Sony Michel is why you shouldn't pay running backs

Sony Michel retired, and showed why you shouldn't invest in a running back.
Sony Michel first round pick
Sony Michel first round pick / Al Pereira/GettyImages

When you run an NFL franchise, whether as the general manager or the owner, it's important to have rules on how you run the franchise. These rules should be unbreakable and have no exceptions, or at the very least, minimal exceptions. Abiding by these rules helps you build a franchise, and sustain success.

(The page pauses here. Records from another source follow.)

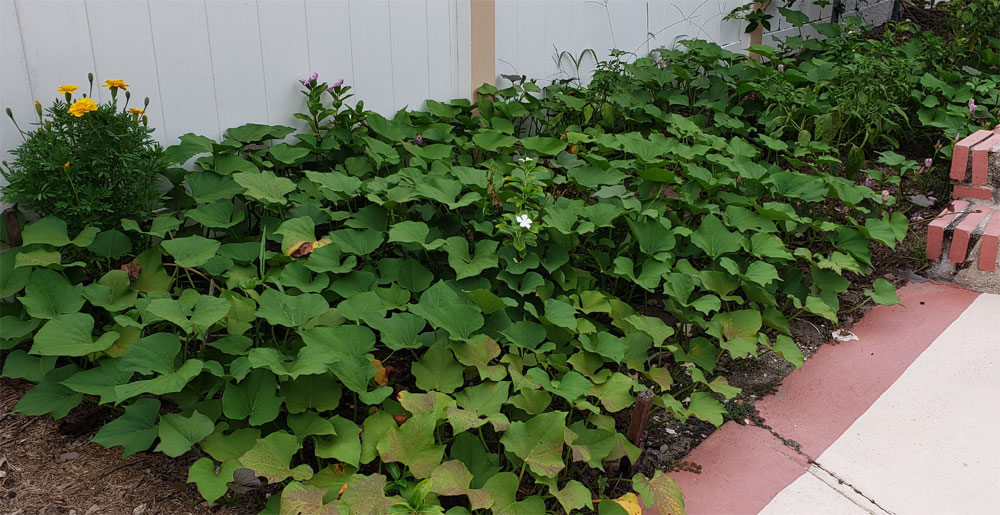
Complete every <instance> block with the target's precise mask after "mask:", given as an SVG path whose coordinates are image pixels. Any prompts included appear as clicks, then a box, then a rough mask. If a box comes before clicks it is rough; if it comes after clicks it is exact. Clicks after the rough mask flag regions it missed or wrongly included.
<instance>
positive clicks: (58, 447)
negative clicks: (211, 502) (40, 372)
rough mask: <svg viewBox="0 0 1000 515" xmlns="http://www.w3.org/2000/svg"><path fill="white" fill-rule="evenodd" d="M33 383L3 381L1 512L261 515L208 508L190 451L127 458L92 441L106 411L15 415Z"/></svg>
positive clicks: (26, 512) (76, 408)
mask: <svg viewBox="0 0 1000 515" xmlns="http://www.w3.org/2000/svg"><path fill="white" fill-rule="evenodd" d="M30 388H31V385H30V384H29V383H27V382H25V381H20V380H10V379H0V514H4V515H35V514H38V515H55V514H65V515H119V514H122V515H129V514H135V515H140V514H171V515H173V514H177V515H180V514H192V515H194V514H206V513H214V514H220V515H235V514H244V513H257V511H259V510H260V508H261V507H262V504H261V502H260V500H259V499H245V500H242V501H241V502H240V503H239V505H237V506H236V507H229V506H218V505H217V506H215V507H212V508H210V507H208V506H207V505H206V504H205V503H204V502H201V497H200V496H199V495H198V492H197V491H196V490H195V488H194V486H193V485H189V484H187V483H185V480H186V479H187V468H188V466H189V465H190V464H191V463H192V462H193V461H194V459H195V458H196V457H195V456H193V455H192V454H190V453H189V454H188V455H185V456H182V457H181V458H178V459H173V458H170V457H168V456H166V455H164V454H161V453H152V452H149V453H145V452H143V453H137V454H133V455H132V456H129V457H128V458H122V451H121V448H120V447H114V448H111V449H105V448H104V447H102V446H100V445H98V444H96V443H94V442H92V441H91V438H93V436H94V433H95V432H96V430H97V429H98V428H99V427H100V425H101V424H100V423H94V422H96V421H103V420H104V419H109V418H110V417H113V416H114V415H113V413H109V412H108V410H106V409H105V408H100V407H97V406H94V405H91V404H83V405H80V406H79V407H77V408H76V409H74V410H73V411H72V412H70V414H69V415H67V416H66V417H65V418H64V419H62V420H60V421H55V420H53V419H52V417H51V416H49V415H46V416H44V417H28V416H24V415H20V414H17V413H13V412H12V410H13V408H14V405H15V404H16V403H17V400H18V399H20V398H21V396H22V395H23V394H24V392H26V391H28V389H30Z"/></svg>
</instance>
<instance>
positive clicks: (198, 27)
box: [21, 0, 238, 143]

A franchise model rule that has come under attack in the media recently, is that running backs are not valuable. I would amend the statement to correctly say that the position of running back is valuable, but the players at that position are not. It is a disposable position that I have rated just slightly above punter on the team roster.

The recent retirement of running back Sony Michel highlights, and vindicates the two rules that I have regarding his position in the NFL. The first is, never draft a running back in the first round. The second is never give a running back a big second contract. Failure to adhere to these rules is why franchises never make it out of the basement.

Michel was a first-round pick, which breaks rule number one. The reason that teams should not pick a running back in the first round, is because it's not 1995 anymore. Most teams use a running back by committee, at the very least a two-headed monster with a running back and a receiving back. The teams that still have a workhorse running back, typically don't make the playoffs. 

Drafting a running back passes up on filling more important holes in your starting lineup. We never stop hearing about how Tom Brady had a lack of weapons, and yet they drafted a running back over Cortland Sutton, Christian Kirk, and Michael Gallup.

They did not have a succession plan for tight end, where Gronkowski was very beaten up. They chose running back over Dallas Goedert and Mark Andrews. They had no succession plan for the impending loss of Tom Brady, and they passed on the unanimous MVP, Lamar Jackson.

I'm not saying that a team should never draft a running back. I'm just saying take them later in the draft. Look at the success that guys like Derrick Henry (2nd round), Nick Chubb (2nd Round), Miles Sanders (2nd round), and Jonathan Taylor (2nd round) have had. Teams should be addressing every non-kicking possession in the draft that they have holes at before they address the position of running back.

Like many first-round picks, Michel did not live up to a large second contract and thank goodness for that. These teams that ignore rule number two,  and sign running backs to large extensions are dooming themselves. Sony Michel just retired at the age of 28. Todd Gurley was washed up at the age of 26. Immediately following a large contract extension, Christian McCaffrey played 10 games combined in two seasons.

The position takes a lot of punishment, and it leads to a large production drop-off and early retirement. Saquon Barkley and Josh Jacobs can blame the league all they want for the fact that they have not signed large extensions. The reality is they need to blame their peers. Guys like Sony Michel set the example, and shine a spotlight on the reality of running back mortality.

I'm thankful for all that Michel did for the Patriots, and I wish him a happy life in retirement. I also thank him for showing all of us why you should not draft a running back in round 1, and why you should not sign a running back to a contract extension. I hope the rest of the league was watching, and took away this valuable lesson. At the very least, hopefully, Bill Belichick has learned from his mistake.